Thursday, May 5, 2022

The Kingdom of God is Like Leaven

Right before Christmas 2019 I took a look at facebook — something I had done very rarely in the years up to then — and was greeted with a post by a niece (my brother’s daughter) of her roughly 7 month old daughter. She had the cutest face and smile, and a bow in her hair with a very out-of-focus tree and lights in the background. Maybe a professional photo but I suspect that her dad is more than capable of the feat.

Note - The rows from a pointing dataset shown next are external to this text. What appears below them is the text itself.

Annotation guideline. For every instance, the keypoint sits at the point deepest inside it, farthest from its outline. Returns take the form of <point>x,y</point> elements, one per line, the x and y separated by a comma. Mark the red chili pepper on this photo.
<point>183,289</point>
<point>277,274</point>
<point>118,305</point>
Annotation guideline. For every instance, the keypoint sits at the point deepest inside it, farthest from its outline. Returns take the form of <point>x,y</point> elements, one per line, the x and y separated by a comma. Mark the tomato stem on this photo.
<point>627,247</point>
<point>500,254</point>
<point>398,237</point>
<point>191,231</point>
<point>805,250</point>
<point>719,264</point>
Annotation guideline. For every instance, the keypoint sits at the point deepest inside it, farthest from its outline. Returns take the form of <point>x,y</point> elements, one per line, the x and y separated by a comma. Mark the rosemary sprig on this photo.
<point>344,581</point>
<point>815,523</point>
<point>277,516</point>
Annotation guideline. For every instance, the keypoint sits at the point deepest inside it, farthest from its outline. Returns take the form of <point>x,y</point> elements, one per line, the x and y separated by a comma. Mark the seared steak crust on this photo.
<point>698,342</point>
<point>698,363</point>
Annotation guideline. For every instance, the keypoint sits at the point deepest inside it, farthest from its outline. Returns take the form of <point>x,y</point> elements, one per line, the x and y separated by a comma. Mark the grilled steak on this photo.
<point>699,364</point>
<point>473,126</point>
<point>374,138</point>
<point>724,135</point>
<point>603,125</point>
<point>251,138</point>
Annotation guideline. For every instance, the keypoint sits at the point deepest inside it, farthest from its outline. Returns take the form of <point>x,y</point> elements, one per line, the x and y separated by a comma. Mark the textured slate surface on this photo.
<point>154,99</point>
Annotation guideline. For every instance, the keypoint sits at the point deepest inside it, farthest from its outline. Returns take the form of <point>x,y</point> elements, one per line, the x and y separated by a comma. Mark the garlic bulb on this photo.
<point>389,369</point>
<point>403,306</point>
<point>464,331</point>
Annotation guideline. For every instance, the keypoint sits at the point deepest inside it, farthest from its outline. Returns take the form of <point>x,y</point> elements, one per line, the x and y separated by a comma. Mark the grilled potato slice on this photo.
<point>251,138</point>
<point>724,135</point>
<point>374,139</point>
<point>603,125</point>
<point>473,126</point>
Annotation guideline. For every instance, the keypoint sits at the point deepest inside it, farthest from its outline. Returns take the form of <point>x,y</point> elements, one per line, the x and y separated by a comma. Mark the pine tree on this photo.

But as I looked at the photo, while I am not that good at seeing resemblances, I realized that this face I was seeing is a combination of particular genes flowing forward from numerous family lines that came together in my niece and her husband, and then just those that surfaced in my great niece.

And I was reminded of the rather brief analogy Jesus gave to describe the Kingdom of God.


In Luke chapter 13, verses 20 and 21, he says:

To what shall I compare the kingdom of God? It is like leaven that a woman took and hid in three measures of flour until it was all leavened.

When talking about what it is that we do as Christians, we so often like the comparisons to salt and to light. We like to think about our testimony, whether lived or spoken, as something that is immediately effective and with great visible impact — like the immediate change in taste because of salt, or the immediate exit of the darkness when the light is turned on. But I never hear it likened to leaven.

 First, too many of the references in the Bible related to leaven are negative. The leaven of the Pharisees and Sadducees quickly comes to mind. And I have even heard this particular metaphor turned on its head by a teacher who declared that the leaven was something evil added to the church that damaged the church rather than being the kingdom of God that is changing the whole world.

 What I like about this metaphor is that it is more subtle. It does not imply a splashy entrance or obvious impact. Instead, leaven is something very small relative to the flour into which it is added. And the impact, though of importance, is not always understood in terms of what the leaven did. When you eat bread, especially exceptional bread, you generally note the particular mix of grains used — whole wheat, rye, some flaxseed, etc. — or the addition of other ingredients like sugar, honey, cheese, cinnamon, etc. But leave out the yeast and it just might not be edible to modern tastes in the Western world. Yet many would not know what was wrong. They might notice that the bread is flat, hard, and possibly somewhat bitter, but still have no idea how that happened.

 When I consider the words Jesus used to distill everything into one commandment, he said “love the Lord your God with all your heart, soul, mind, and strength, and love your neighbor as yourself.” There is no command in there to be splashy or overtly impactful. Instead, we are to live lives in obedience to all he commanded, which ultimately distills down to action — love. First, love for God, then love for all the people around you.

 Leaven doesn’t tell the flour how to behave. The flour responds to the presence of the leaven. The flour does not become more leaven, but bread that is more palatable than without the leaven.

 One short sentence. No commentary to clarify all the places that we might like to take that sentence.

 The kingdom of God is like leaven which a woman hid in three measures of flour until the whole was leavened.

 So in terms of this parable, if the Kingdom is the church, then we should be neither just more flower nor a rolling pin to manipulate the flower, but instead be leaven that changes the flower by our presence.